Highly emissive gold(I) and gold(III) complexes for potential light-emitting applications: synthesis, excited state properties and devices
Photoactive small molecules (PASMs) are indispensable in today’s technologies as they are widely applied in optoelectronics devices, photocatalysis and photodynamic therapy. Compared to the extensively investigated PASMs containing platinum and iridium as metal centers, research on PASMs with gold metal centers is underexplored and therefore their applications are currently limited. The main goal of this thesis is to develop novel gold based PASMs with interesting light emission properties. Detailed experimental work supported by computational calculations as well as fabrication of devices have been used to explore their light emission properties and their potential applications in optoelectronic devices for lighting technologies.
In Chapter 1, we present the recent conceptual advances in the preparation and excited state properties of neutral luminescent (C^N) and (C^C*) monocyclometalated complexes and correlate experimental findings with computational calculations in order to identify current challenges on this interesting topic.
In Chapter 2, we report the synthesis, characterization and the photophysical properties of highly stable Au(III) complexes having a bis-bidentate ligand framework. Key for the increased stability was the introduction of a dianionic (N^N) type ligand. A combination of various cyclometalating ligands with extended π-system were strategically chosen to tune the triplet excited state systematically to achieve room-temperature emission from the gold(III) complexes.

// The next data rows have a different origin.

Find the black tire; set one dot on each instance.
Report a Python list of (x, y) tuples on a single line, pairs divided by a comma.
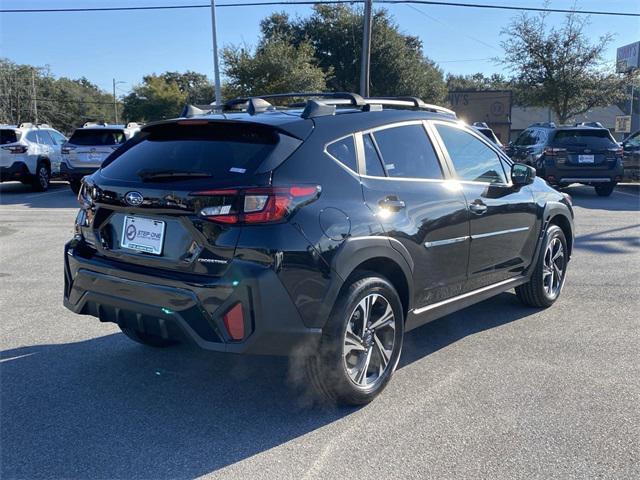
[(75, 186), (327, 371), (605, 189), (536, 293), (147, 339), (40, 181)]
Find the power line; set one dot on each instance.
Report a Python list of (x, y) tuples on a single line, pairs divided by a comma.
[(322, 2)]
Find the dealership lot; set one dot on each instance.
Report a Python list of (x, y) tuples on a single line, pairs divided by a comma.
[(494, 391)]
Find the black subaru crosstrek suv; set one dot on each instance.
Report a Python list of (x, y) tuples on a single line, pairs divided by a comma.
[(324, 230), (584, 153)]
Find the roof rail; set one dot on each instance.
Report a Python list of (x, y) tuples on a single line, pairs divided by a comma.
[(331, 99)]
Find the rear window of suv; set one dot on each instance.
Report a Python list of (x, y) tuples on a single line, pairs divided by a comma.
[(595, 138), (97, 138), (8, 136), (216, 150)]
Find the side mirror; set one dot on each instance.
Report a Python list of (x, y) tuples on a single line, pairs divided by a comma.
[(522, 174)]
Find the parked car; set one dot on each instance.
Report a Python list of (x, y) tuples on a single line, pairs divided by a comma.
[(631, 152), (484, 129), (30, 154), (325, 232), (89, 146), (583, 153)]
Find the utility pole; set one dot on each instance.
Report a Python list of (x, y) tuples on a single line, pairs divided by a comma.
[(216, 69), (35, 98), (115, 102), (366, 49)]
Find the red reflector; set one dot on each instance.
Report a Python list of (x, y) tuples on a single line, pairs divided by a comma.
[(234, 322)]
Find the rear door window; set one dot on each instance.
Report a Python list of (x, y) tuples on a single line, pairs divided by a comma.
[(407, 152), (216, 150), (344, 151), (471, 158), (8, 136), (97, 137), (372, 161), (593, 138)]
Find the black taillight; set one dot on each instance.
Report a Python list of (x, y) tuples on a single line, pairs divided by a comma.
[(254, 205)]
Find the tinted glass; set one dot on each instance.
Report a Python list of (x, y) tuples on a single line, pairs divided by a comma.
[(58, 139), (527, 137), (216, 150), (407, 152), (595, 138), (44, 138), (371, 158), (8, 136), (472, 159), (97, 138), (345, 151)]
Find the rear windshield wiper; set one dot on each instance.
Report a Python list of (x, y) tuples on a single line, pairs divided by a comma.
[(148, 175)]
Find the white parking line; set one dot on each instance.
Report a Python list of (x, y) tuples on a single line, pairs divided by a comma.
[(627, 194), (47, 193)]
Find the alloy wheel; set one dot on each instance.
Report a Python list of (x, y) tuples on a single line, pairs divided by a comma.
[(554, 268), (369, 340)]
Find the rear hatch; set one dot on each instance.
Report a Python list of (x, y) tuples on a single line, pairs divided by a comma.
[(10, 148), (154, 200), (89, 147), (586, 148)]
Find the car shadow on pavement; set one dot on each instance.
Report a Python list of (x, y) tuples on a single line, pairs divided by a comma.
[(108, 408), (59, 195)]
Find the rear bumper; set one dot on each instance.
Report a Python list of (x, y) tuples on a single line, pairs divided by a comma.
[(70, 173), (188, 309), (584, 174), (17, 171)]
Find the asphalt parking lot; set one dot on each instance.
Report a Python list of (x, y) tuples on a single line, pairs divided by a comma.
[(494, 391)]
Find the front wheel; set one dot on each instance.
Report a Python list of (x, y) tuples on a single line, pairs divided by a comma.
[(361, 343), (75, 185), (547, 280), (605, 189)]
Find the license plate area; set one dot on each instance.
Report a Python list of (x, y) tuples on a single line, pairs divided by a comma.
[(143, 234)]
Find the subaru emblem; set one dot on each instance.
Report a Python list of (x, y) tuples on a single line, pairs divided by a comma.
[(134, 198)]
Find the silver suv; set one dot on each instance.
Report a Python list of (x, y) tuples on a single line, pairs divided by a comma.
[(89, 146), (30, 154)]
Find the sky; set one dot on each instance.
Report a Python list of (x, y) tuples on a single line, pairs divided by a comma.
[(127, 45)]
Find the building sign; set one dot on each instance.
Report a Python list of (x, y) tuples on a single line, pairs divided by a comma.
[(623, 124), (628, 57), (490, 106)]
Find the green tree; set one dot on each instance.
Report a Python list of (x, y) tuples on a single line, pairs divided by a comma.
[(559, 67), (62, 103), (276, 66), (155, 99), (398, 64)]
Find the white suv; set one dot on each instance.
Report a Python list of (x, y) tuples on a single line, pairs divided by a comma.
[(30, 154), (89, 146)]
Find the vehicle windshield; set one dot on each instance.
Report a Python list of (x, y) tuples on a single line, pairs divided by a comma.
[(184, 151), (8, 135), (97, 138), (594, 138)]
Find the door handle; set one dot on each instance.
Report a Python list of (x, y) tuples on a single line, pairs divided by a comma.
[(392, 203), (478, 208)]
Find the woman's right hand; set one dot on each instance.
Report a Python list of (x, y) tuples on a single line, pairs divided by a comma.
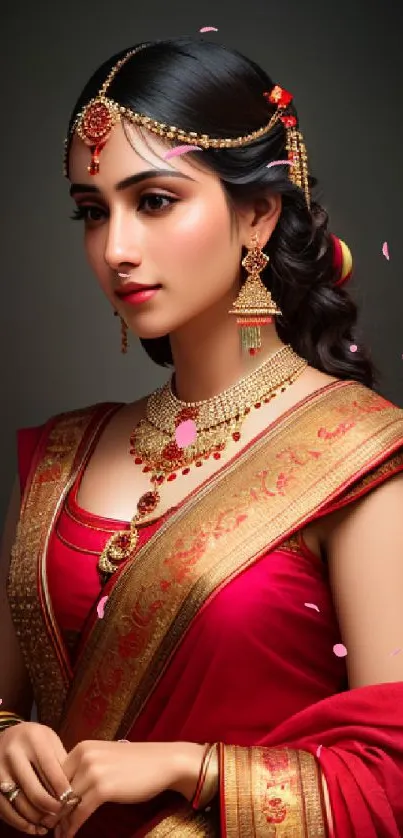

A unique and unexplored class of highly stable monocyclometalated Au(III) complexes are reported in Chapter 3. Key feature of these complexes is the introduction of a strong σ-donating N-heterocyclic carbene (NHC) cyclometalating ligand framework, leading to more efficient room temperature emitters, which can be applied in OLED devices.
In Chapter 4 we present monocyclometalated (C^N) gold(III) metallacycles bearing a (R^R) type diacetylide chelate. The increased rigidity resulted in long-lived excited states in solution, which favored the energy transfer with triplet oxygen (3O2) to produce singlet oxygen (1O2).
In order to achieve deep-blue emission, a new class of carbene-gold(I)-amides is presented in Chapter 5. Ultimately, the remarkable photophysical properties of these emitters led to the fabrication of a deep-blue emitting OLED device.